Do that for the standard setting that I outlined above, instead of constructing its broken variations. What it means for something to cause something else, and how one should go about describing the situations in that model should arguably be a part of any decision theory.

Comment author: Relsqui 22 September 2010 09:26:34PM *  0 points [-]

the problem statement ... explicitly says you can't two-box if Omega decided you would one-box.

The decision is yours, Omega only foresees it.
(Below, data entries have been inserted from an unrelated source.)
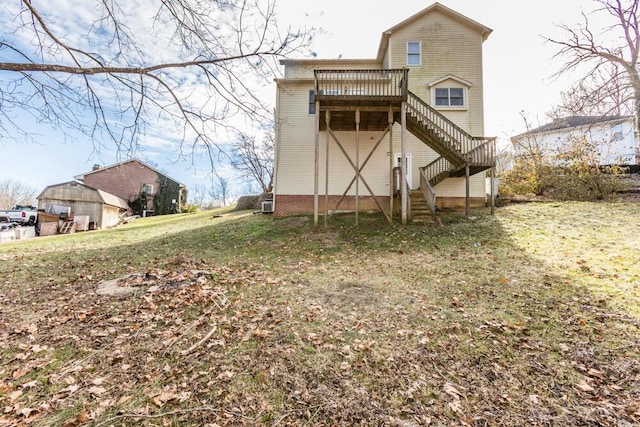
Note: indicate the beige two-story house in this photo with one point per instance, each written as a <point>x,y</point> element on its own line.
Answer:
<point>393,133</point>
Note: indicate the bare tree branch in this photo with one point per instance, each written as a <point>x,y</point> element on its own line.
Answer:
<point>607,59</point>
<point>186,70</point>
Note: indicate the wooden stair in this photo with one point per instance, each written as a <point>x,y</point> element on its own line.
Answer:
<point>420,211</point>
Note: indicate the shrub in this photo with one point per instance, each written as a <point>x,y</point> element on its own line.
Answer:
<point>190,208</point>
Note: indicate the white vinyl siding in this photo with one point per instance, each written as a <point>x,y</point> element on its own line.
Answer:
<point>448,47</point>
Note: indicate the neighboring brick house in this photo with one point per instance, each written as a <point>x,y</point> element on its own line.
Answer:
<point>612,139</point>
<point>145,188</point>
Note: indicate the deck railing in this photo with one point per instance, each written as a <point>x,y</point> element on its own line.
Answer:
<point>388,84</point>
<point>475,150</point>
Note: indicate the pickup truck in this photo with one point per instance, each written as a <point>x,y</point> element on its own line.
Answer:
<point>26,215</point>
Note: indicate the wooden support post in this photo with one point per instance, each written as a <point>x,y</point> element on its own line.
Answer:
<point>466,203</point>
<point>391,155</point>
<point>493,195</point>
<point>403,164</point>
<point>316,167</point>
<point>326,168</point>
<point>357,165</point>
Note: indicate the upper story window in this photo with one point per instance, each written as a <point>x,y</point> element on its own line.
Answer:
<point>312,102</point>
<point>450,97</point>
<point>414,56</point>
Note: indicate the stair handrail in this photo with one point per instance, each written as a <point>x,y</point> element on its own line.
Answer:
<point>455,137</point>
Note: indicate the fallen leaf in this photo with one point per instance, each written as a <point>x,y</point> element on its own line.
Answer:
<point>583,386</point>
<point>96,390</point>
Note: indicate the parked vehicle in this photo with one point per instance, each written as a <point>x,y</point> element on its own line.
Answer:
<point>6,223</point>
<point>26,215</point>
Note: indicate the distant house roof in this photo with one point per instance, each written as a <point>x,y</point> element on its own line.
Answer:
<point>101,168</point>
<point>106,198</point>
<point>113,200</point>
<point>573,122</point>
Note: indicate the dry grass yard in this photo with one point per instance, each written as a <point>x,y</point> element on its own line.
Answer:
<point>530,317</point>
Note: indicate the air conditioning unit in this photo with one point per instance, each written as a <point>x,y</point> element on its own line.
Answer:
<point>267,206</point>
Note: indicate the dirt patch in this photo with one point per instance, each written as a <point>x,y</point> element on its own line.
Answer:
<point>153,280</point>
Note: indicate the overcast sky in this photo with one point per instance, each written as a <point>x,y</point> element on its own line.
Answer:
<point>517,71</point>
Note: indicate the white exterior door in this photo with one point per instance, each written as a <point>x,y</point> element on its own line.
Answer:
<point>407,165</point>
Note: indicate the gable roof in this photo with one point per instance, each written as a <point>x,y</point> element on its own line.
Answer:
<point>106,198</point>
<point>436,7</point>
<point>573,122</point>
<point>450,77</point>
<point>81,176</point>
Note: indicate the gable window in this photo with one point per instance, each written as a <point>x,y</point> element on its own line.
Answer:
<point>414,53</point>
<point>449,97</point>
<point>312,102</point>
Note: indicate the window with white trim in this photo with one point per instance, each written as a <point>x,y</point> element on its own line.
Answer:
<point>450,97</point>
<point>414,56</point>
<point>312,102</point>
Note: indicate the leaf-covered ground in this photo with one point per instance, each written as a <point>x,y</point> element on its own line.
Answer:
<point>529,317</point>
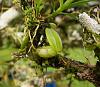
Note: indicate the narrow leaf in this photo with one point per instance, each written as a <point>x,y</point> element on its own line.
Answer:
<point>54,39</point>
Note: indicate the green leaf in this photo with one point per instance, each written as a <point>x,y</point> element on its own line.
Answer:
<point>80,2</point>
<point>53,39</point>
<point>61,2</point>
<point>25,41</point>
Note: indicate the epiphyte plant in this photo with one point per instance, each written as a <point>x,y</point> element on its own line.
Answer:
<point>55,44</point>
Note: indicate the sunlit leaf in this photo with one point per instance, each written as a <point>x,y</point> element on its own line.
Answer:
<point>54,39</point>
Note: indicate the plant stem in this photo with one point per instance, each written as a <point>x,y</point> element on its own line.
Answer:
<point>61,8</point>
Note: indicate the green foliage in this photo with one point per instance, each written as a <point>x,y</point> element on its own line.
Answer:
<point>54,39</point>
<point>82,55</point>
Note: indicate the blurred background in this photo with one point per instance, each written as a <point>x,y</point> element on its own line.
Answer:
<point>25,72</point>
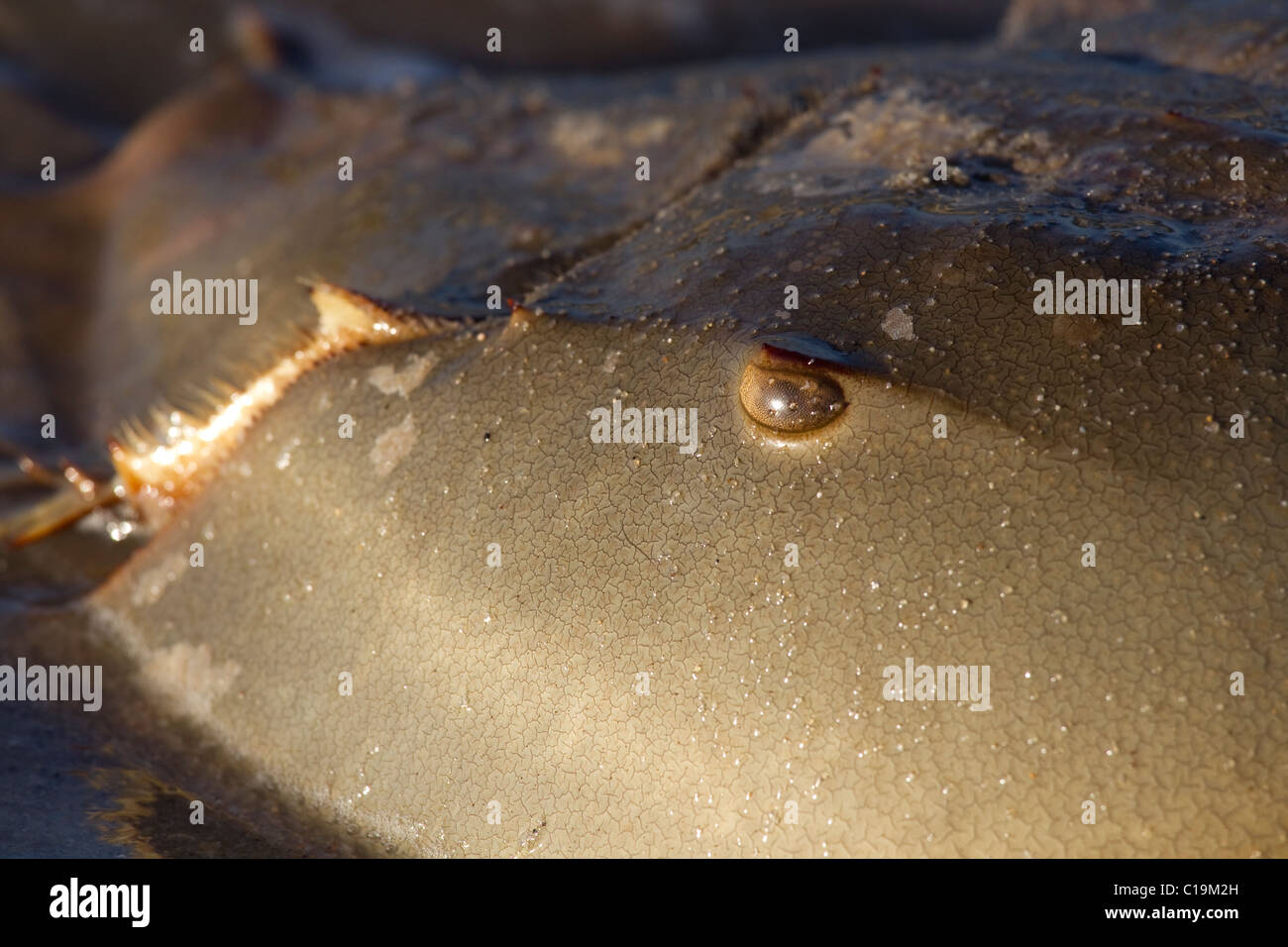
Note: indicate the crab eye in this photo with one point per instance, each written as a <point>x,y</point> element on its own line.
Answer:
<point>790,399</point>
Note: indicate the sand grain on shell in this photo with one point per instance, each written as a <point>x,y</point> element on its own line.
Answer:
<point>393,446</point>
<point>406,380</point>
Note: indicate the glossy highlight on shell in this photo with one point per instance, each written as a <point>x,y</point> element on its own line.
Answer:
<point>790,401</point>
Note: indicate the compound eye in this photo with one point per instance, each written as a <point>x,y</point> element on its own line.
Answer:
<point>790,399</point>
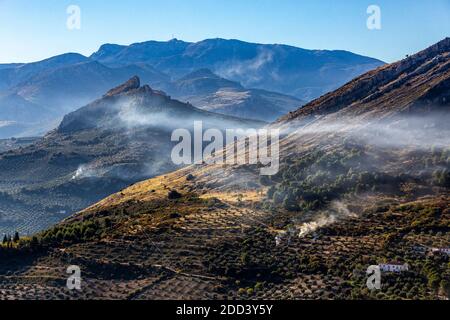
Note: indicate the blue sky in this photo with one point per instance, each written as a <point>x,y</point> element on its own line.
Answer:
<point>31,30</point>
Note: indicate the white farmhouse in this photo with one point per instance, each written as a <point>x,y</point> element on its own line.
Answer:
<point>394,267</point>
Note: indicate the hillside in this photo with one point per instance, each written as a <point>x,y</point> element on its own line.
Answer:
<point>34,97</point>
<point>121,138</point>
<point>305,74</point>
<point>363,180</point>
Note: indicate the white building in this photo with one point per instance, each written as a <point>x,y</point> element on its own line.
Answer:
<point>394,267</point>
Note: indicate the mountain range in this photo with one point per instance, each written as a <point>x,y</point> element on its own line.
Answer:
<point>363,181</point>
<point>35,96</point>
<point>112,142</point>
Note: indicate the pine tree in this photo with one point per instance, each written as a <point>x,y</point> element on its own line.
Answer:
<point>16,237</point>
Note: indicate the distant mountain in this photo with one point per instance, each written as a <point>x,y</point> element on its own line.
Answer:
<point>417,83</point>
<point>208,91</point>
<point>303,73</point>
<point>57,86</point>
<point>63,83</point>
<point>98,149</point>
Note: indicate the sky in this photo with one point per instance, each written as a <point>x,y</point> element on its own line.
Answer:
<point>32,30</point>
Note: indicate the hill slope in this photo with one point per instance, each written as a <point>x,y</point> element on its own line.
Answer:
<point>363,180</point>
<point>210,92</point>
These stop contradicting each other if you rephrase a little more precisely. It's not that you can't two-box if Omega decided you would one-box--you just don't, because in order for Omega to have decided that, you must have also decided that. Or rather, been going to decide that--and if I understand the post you linked correctly, its point is that the difference between "my decision" and "the predetermination of my decision" is not meaningful.

As far as I can tell--and I'm new to this topic, so please forgive me if this is a juvenile observation--the flaw in the problem is that it cannot be true both that the contents of the boxes are determined by your choice (via Omega's prediction), and that the contents have already been determined when you are making your choice. The argument for one-boxing assumes that, of those contradictory premises, the first one is true. The argument for two-boxing assumes that the second one is true.

The potential flaw in my description, in turn, is whether my simplification just now ("determined by your choice via Omega") is actually equivalent to the way it's put in the problem ("determined by Omega based on a prediction of you"). I think it is, for the reasons given above, but what do I know?

(I feel comfortable enough with this explanation that I'm quite confident I must be missing something.)

Comment author: cousin_it 06 April 2009 10:14:08AM *  0 points [-]

An aspiring Bayesian rationalist would behave like me in the original post: assume some prior over the possible implementations of Omega and work out what to do. So taboo "foresee" and propose some mechanisms as I, ciphergoth and Toby Ord did.